Akshaya Tritiya, also known as Akti or Akha Teej, is an annual Hindu and Jain spring festival. It falls on the third tithi (lunar day) of the bright half (Shukla Paksha) of the month of Vaisakha. It is regionally observed as an auspicious day by Hindus and Jains in India, it signifies the "third day of unending prosperity".

Meaning 
In Sanskrit, the word akshaya (अक्षय) means "never decreasing" in the sense of "prosperity, hope, joy, success", while tritiya means "third phase of the moon". It is named after the third lunar day of the spring month of Vaisakha in the Hindu calendar, when it is observed.

Hindu tradition

Akshaya Tritiya is considered auspicious by Hindus and Jains in many regions of India for new ventures, marriages, expensive investments such as gold or other property, and any new beginnings. It is also a day of remembrance for the loved ones who have died. The day is regionally significant for women, married or unmarried, who pray for the well being of the men in their lives or the one they may in future get engaged to. After prayers, they distribute germinating gram (sprouts), fresh fruits and Indian sweets. If Akshaya Tritiya falls on a Monday (Rohini), the festival is believed to be even more auspicious. Fasting, charity and helping others on this day is another festive practice.

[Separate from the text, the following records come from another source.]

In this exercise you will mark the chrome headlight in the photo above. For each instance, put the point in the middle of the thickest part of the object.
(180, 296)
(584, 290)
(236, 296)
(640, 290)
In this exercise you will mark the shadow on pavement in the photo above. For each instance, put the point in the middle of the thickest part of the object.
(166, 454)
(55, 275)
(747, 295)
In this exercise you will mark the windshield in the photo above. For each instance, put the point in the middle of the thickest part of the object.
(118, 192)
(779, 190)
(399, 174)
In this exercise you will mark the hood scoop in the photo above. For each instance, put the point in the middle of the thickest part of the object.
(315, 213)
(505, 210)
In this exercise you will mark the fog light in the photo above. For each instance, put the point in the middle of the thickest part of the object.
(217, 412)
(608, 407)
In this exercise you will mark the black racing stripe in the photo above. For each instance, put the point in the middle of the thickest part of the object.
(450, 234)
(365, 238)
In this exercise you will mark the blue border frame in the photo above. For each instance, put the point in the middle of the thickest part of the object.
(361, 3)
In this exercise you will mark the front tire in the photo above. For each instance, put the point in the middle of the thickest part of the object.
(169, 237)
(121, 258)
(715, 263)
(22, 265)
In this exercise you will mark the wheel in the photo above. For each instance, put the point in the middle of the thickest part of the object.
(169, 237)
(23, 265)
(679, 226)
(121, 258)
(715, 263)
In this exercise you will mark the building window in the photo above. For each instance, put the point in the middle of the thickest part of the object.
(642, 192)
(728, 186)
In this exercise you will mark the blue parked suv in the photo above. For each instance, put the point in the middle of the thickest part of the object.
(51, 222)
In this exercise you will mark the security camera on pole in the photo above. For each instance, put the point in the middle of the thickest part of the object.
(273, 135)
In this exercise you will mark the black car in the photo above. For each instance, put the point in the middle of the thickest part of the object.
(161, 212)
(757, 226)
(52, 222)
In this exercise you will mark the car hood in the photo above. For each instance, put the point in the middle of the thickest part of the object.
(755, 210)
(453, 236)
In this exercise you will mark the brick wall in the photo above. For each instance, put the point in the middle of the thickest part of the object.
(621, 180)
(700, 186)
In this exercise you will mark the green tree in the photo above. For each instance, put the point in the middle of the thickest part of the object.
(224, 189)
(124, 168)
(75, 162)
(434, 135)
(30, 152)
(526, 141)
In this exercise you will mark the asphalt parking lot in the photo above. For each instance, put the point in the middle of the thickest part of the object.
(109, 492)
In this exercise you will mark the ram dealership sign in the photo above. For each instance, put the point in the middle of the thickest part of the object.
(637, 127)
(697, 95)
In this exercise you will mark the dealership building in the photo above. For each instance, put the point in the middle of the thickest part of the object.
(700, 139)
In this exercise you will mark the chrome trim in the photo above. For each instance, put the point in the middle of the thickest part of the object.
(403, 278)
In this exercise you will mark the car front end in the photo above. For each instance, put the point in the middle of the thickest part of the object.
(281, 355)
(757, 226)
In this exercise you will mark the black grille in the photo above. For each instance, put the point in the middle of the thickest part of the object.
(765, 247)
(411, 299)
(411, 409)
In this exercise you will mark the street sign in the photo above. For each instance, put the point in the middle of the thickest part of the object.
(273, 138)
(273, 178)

In Shlok 23-24 of Shrimad Bhagwat Geeta Adhyay 16, the knowledge-giver of Gita, while giving directions clearly says that the seekers who do any spiritual practice other than the activities of worship described in the scriptures, they neither get happiness, nor do they get siddhi, and neither do they attain salvation, that is, it is a vain worship. Seeker should give up all those activities which are not mentioned in Gita and Vedas i.e. God-given scriptures.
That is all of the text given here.